CREATE TABLE Courses (
  CourseID int NOT NULL PRIMARY KEY,
  Course VARCHAR(63) NOT NULL UNIQUE,
  Code CHAR(4) NOT NULL UNIQUE
);

CREATE TABLE BookCourses (
  EntryID int NOT NULL PRIMARY KEY,
  BookID int NOT NULL,
  Course CHAR(4) NOT NULL,
  CourseNum CHAR(3) NOT NULL,
  CourseSec CHAR(1) NOT NULL
);

and I establish a foreign key relationship between the two, like this:

ALTER TABLE BookCourses
ADD FOREIGN KEY (Course)
REFERENCES Courses(Code)
ON DELETE CASCADE;

Then you can see that the Course attribute in the BookCourses relation references the Code attribute in the Courses relation.

My question is when a deletion occurs in either of the two relations, which way does the deletion cascade? If I delete a tuple in the Courses relation, will it delete all referencing tuples in the BookCourses relation, or is it the other way around?

One only wonders why the Categories table has a CourseID as the Primary Key while the Courses table has the EntryID. You seriously need to rethink your naming choices.
Please user proper column names to avoid confusion and clear DB structure.

B
Bhavesh G

Cascade will work when you delete something on table Courses. Any record on table BookCourses that has reference to table Courses will be deleted automatically.

But when you try to delete on table BookCourses only the table itself is affected and not on the Courses

follow-up question: why do you have CourseID on table Category?

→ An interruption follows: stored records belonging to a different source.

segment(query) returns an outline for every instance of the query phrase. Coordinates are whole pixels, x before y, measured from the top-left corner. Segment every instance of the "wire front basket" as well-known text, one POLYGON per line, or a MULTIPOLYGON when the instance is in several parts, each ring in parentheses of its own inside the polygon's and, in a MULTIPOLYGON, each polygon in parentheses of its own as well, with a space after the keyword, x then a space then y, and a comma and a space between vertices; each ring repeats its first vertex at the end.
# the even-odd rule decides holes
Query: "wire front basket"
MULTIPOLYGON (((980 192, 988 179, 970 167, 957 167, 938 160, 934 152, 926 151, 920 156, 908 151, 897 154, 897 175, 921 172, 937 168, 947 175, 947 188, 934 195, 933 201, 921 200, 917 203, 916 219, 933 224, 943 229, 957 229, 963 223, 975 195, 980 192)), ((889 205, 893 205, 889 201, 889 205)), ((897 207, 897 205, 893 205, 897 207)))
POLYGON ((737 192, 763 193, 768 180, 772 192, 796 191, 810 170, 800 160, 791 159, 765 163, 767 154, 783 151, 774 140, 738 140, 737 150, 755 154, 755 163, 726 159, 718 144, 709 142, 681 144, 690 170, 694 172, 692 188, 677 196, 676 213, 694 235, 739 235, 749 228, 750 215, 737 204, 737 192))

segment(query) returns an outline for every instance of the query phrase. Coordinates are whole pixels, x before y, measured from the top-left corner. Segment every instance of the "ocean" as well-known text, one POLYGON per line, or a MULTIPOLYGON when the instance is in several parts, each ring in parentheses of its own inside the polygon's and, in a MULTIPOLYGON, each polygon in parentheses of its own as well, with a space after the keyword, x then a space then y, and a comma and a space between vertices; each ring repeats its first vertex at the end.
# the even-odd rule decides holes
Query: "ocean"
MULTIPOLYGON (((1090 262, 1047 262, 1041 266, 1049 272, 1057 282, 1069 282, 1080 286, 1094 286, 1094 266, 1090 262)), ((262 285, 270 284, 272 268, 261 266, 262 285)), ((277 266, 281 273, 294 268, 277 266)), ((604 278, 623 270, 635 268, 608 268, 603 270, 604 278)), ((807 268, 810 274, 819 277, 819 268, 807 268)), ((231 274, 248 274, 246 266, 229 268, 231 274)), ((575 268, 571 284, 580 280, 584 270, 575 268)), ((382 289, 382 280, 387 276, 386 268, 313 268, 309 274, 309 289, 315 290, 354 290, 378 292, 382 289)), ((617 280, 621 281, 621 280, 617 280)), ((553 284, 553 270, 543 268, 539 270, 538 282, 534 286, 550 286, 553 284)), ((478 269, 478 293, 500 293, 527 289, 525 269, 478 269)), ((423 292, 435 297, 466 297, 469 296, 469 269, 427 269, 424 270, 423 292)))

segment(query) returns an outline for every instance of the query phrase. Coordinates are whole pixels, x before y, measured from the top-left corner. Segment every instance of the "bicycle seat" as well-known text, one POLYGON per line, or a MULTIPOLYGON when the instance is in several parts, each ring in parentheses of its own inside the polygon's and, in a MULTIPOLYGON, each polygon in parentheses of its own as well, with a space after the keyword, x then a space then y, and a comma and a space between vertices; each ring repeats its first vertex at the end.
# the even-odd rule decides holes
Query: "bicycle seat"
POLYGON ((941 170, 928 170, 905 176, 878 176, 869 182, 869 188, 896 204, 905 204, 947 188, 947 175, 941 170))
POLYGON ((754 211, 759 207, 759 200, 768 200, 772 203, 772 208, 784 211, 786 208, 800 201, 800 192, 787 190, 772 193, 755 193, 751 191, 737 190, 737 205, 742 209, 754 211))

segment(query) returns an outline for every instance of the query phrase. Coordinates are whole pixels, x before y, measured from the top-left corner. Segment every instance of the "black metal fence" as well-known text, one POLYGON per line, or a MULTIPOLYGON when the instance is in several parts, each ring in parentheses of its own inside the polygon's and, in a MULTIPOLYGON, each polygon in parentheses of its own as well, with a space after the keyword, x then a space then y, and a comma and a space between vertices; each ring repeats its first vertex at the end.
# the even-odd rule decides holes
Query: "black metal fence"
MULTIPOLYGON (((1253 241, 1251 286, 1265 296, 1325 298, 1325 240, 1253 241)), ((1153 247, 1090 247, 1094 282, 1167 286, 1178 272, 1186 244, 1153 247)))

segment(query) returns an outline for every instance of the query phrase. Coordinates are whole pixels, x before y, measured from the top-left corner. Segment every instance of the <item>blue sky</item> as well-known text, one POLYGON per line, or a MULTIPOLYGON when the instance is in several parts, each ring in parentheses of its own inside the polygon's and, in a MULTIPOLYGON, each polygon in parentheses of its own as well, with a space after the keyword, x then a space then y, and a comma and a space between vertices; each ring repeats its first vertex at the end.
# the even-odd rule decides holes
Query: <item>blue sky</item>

Maybe you should restructure your schema into this,

CREATE TABLE Categories 
(
  Code CHAR(4) NOT NULL PRIMARY KEY,
  CategoryName VARCHAR(63) NOT NULL UNIQUE
);

CREATE TABLE Courses 
(
  CourseID INT NOT NULL PRIMARY KEY,
  BookID INT NOT NULL,
  CatCode CHAR(4) NOT NULL,
  CourseNum CHAR(3) NOT NULL,
  CourseSec CHAR(1) NOT NULL,
);

ALTER TABLE Courses
ADD FOREIGN KEY (CatCode)
REFERENCES Categories(Code)
ON DELETE CASCADE;

This answer has different table names and structures than the question... Making it far less useful.
@DanielBeardsley, I do not agree that this answer is not useful. That is if you read what it says. I do, however agree that the answer could be formatted so it’s clear what is part of the actual answer and what is another discussion. The schema highlighted above is related to the follow-up question but not the answer to the actual question.
M
Morten Holmgaard

Here is a simple example for others visiting this old post, but is confused by the example in the question and the other answer:

Delivery -> Package (One -> Many)

CREATE TABLE Delivery(
    Id INT IDENTITY PRIMARY KEY,
    NoteNumber NVARCHAR(255) NOT NULL
)

CREATE TABLE Package(
    Id INT IDENTITY PRIMARY KEY,
    Status INT NOT NULL DEFAULT 0,
    Delivery_Id INT NOT NULL,
    CONSTRAINT FK_Package_Delivery_Id FOREIGN KEY (Delivery_Id) REFERENCES Delivery (Id) ON DELETE CASCADE
)

The entry with the foreign key Delivery_Id (Package) is deleted with the referenced entity in the FK relationship (Delivery).

So when a Delivery is deleted the Packages referencing it will also be deleted. If a Package is deleted nothing happens to any deliveries.